How much K meta do I add to a gallon of water to sanitze....I know its 1/4 teaspoon in the batch before I bottle.....


And they are used bottles...


----------



## cpfan (Jun 10, 2009)

rrawhide said:


> Do you sanitize NEW bottles? They are generally received in new cases packed upside down right from the factory. The commercial wineries just take from box and fill. They say that they are sanitized at the factory when made.
> hummmmmmmmmmmm?
> rrawhide


YES, I sanitize new bottles. I also give them a quick cleaning (no scrubbing or even serious soaking) to eliminate any mold release or whatever that might be present. Plus sometimes, I can't tell my used bottles from the new ones.


Commercial wines generally contain higher levels of SO2 than home-made wine. Perhaps this is why they do not feel the need to sanitize.


With modern bottling lines, I wonder if some wineries aren't actually sanitizing with SO2 gas (or whatever). Anybody here have a FULL understanding of modern bottling lines?


Steve


----------



## gaudet (Jun 10, 2009)

Wild duk said:


> How much K meta do I add to a gallon of water to sanitze....I know its 1/4 teaspoon in the batch before I bottle.....
> 
> And they are used bottles...



You use 3 tablespoons k-meta per gallon for a sanitizing solution. 

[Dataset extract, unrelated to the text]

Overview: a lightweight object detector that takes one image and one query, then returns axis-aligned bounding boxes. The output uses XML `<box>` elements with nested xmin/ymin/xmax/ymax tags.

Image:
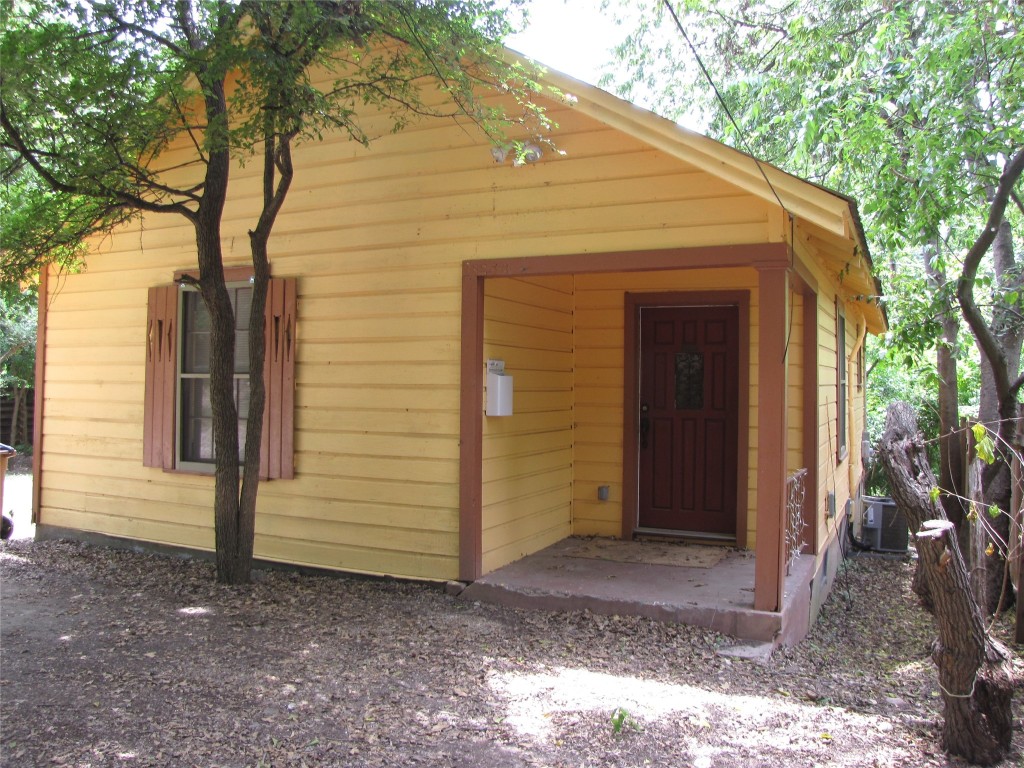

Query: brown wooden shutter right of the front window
<box><xmin>260</xmin><ymin>278</ymin><xmax>296</xmax><ymax>479</ymax></box>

I have never used new bottles, but I certainly would wash and sanitize them as if they were recycled.


----------



## hannabarn (Jun 12, 2009)

This is the method I use for sanitizing bottles--3 tbs K-meta per gallon of water. I fill a bottle about half full of soultion and then I pour (using a sanitized funnel) from one bottle to the next until I have sanitized all the bottles I need. The small amount left in each bottle doesn't hurt. Of course I bottle immediately. Works for me!!!


----------